Time to be evaluated for cataract surgery.
Hansen reached out to a Green Bay eye care provider, but there was an unexpected hurdle.
“They said they normally do all their work through referrals and I hadn’t had any referrals,” he said.
Hansen then turned to BayCare Clinic Eye Specialists, which welcomed him as a new patient, but the COVID-19 pandemic created another unexpected hurdle.
“I had made appointments before the pandemic started,” he says. When it came time for those appointments in early 2020, they were canceled. Eventually, Hansen called to reschedule.
“It was around a year before I actually had the surgery. So obviously I lived another year with what I was dealing with,” he says.
Finally, in April 2021, Hansen had a cataract removed from his right eye and a new lens implanted. Dr. William Reynders, an ophthalmologist with BayCare Clinic Eye Specialists, performed the procedure.
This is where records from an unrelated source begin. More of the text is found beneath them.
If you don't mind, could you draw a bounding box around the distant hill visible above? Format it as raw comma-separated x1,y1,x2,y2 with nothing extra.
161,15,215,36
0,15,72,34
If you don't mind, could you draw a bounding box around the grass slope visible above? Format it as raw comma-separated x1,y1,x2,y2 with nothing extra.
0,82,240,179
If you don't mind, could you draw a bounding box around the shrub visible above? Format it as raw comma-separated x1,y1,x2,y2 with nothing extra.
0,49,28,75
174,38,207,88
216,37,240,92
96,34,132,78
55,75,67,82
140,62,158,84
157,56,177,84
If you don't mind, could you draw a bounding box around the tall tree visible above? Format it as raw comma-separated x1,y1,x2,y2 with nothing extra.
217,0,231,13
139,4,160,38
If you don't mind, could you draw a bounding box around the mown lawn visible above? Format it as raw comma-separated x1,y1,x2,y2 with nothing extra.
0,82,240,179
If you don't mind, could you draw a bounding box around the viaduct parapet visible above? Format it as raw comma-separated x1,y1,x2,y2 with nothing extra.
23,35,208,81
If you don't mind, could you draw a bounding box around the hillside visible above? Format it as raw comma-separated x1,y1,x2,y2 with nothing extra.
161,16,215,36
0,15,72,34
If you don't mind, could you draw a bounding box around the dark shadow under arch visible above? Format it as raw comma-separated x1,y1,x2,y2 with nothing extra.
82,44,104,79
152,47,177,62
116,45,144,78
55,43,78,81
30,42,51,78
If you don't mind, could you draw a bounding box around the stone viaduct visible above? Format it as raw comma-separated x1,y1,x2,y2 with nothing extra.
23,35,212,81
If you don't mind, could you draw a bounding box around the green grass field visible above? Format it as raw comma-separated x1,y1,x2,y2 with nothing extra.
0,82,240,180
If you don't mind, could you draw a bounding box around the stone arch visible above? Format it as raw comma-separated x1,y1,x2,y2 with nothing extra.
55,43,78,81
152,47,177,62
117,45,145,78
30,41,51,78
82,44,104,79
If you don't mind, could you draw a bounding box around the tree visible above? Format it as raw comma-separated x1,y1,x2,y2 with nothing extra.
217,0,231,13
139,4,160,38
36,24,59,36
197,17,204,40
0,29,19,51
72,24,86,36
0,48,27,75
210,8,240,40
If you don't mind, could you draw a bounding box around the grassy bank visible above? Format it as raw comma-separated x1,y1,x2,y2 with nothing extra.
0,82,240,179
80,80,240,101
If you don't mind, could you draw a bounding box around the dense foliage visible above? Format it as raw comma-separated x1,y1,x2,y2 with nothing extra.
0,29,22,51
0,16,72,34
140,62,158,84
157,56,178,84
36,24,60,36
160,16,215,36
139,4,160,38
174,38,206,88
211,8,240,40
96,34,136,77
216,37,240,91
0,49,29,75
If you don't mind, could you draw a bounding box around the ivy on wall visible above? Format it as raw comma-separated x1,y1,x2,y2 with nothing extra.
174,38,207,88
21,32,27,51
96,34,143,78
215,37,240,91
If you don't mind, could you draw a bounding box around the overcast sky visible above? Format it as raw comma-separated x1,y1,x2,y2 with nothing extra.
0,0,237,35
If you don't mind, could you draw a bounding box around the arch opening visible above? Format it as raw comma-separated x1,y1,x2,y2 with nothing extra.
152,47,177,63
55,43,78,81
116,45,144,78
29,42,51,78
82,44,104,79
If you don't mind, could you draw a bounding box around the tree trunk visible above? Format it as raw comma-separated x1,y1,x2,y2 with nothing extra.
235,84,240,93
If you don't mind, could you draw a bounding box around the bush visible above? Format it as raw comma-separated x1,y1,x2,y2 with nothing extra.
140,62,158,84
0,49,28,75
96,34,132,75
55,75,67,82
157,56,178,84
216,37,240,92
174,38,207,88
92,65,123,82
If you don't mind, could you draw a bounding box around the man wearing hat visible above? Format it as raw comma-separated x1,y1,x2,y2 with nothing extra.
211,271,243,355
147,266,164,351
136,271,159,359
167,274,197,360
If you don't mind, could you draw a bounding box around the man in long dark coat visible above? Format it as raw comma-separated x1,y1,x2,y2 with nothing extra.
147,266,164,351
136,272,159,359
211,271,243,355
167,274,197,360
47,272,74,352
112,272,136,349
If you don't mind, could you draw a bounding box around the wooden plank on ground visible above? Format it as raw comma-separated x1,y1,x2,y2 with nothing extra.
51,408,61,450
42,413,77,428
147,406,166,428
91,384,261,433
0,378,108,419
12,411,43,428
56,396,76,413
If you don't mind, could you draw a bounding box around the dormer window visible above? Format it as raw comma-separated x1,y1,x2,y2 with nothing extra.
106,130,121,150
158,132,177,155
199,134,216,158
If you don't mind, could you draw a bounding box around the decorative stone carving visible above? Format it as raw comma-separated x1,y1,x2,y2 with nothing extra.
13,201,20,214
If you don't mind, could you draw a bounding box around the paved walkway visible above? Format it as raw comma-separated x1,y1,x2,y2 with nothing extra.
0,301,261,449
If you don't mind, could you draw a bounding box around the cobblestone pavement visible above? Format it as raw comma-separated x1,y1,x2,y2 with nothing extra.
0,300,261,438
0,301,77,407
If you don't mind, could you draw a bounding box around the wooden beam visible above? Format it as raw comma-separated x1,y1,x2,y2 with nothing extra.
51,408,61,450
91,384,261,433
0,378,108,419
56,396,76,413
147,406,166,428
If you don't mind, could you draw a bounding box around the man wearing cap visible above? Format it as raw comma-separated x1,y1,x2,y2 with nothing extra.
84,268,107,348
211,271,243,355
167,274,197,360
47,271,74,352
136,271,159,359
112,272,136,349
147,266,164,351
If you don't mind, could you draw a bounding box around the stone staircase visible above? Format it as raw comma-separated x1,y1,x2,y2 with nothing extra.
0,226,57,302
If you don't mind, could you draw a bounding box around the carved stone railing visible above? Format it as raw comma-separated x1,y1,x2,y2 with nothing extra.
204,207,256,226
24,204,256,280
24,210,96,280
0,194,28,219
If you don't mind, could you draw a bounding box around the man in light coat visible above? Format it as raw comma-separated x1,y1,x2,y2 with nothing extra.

Hansen marvels at the quality of his vision since having cataract surgery.
“Like a whole new world,” he says. “I walk a lot. Seeing more depth because I was basically seeing in 2D with one eye, so now I’m back in 3D. I’m noticing the colors are more vivid. You can see the shapes, the contours a lot more.”
Hansen wore prescription glasses before surgery. Now he uses reading glasses only.
As Hansen approached surgery for the first time in his life, there was “a lot of anxiety,” he says.
“But I got a lot of reassurance from people who went through the same procedure. Even the day of the surgery, I had a lot of misgivings, but I was going to get it done. By the time it actually happened, I had no worries. From other people I talked to, and the nurses there saying, ‘Ah, it’s a piece of cake. You won’t even know it happened.’ Which is true. I didn’t.”
Hansen has this advice for others struggling with clouded vision or worried about the procedure:
“It’ll be the best thing you ever do. You’ll get rid of all the anxiety and everything like I had,” he says of cataract surgery. “If you want to see, if you’re having the same problems (I was) having, you’re going to want to have it done. Frankly, I’d recommend going to the same doctor I did.”
There’s one other benefit, Hansen says.
“Now that I have this other good eye, my pool shooting’s improved like you wouldn’t believe.”